Local state authorities of the Western Chinese province of Sichuan have reportedly started an investigation into suspected illegally setup Bitcoin mining farms along the banks of Dadu river where it is extremely cheap to run Bitcoin mining operations due to cheap electricity from hydroelectric power stations on sight. A report by state-owned media agency Sina made the announcement on Thursday, May 30th. The Sichuan province of China is mountainous and full of water resources. The region in question is called Garze, a county in the Sichuan province through which the Dadu River flows.
The article identified one power station built along the river – Ginkang hydroelectric power station – in which one Bitcoin mining farm without the proper legal documentation has been established. The illegal Bitcoin miner has a capacity of about 50,000 machines of which 60% of that is already in operation. “We are still investigating on the issue and can’t disclose more details on the overall situation,” an official from China’s Economic and Information Bureau was quoted as saying.
Another official from the local land resource bureau who also spoke to Sina said that the permit to operate in the region is necessary to ensure that no one establishes an illegal business to take advantage of the cheap electricity.

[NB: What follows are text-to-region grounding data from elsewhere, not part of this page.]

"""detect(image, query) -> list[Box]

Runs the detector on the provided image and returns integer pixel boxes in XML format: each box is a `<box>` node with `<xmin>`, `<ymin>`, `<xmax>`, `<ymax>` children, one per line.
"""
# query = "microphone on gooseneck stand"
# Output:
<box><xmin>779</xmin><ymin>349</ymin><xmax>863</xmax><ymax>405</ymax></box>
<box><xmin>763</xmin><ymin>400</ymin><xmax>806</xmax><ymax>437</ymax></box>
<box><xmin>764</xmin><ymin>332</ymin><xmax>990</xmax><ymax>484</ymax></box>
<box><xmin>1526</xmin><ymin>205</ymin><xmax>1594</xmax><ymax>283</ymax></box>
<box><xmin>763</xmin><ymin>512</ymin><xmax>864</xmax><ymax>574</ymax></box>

“If [a bitcoin mining farm] is built within the authorized area of a power station for electricity consumption, we need to verify if their usage is legal. If it’s outside the authorized area, then it needs to be dealt with as the construction was not approved.”
China is approaching the mid-year rainy season which has coincidentally aligned with the return of the Bitcoin bull season. Most Bitcoin miners in the global Bitcoin network are based in China and most of these were shut down during the ‘crypto winter’ season towards the end of the year last year. It is safe to assume that most of these defunct miners will be looking to reestablish their operations and this will be most probably in the cheaper-to-run regions of western parts of China especially in the Sichuan province. The report by Sina seems to confirm this and shows that Bitcoin miners in China are either expanding their operations or setting up new mining farms to take advantage of the upcoming cryptocurrency bull season.
“We don’t allow outside investment in the area to be involved in bitcoin. Even for big data projects, we will conduct an investigation into the nature of the data involved before making a decision,” an official from the Economic and Information Bureau told the newspaper.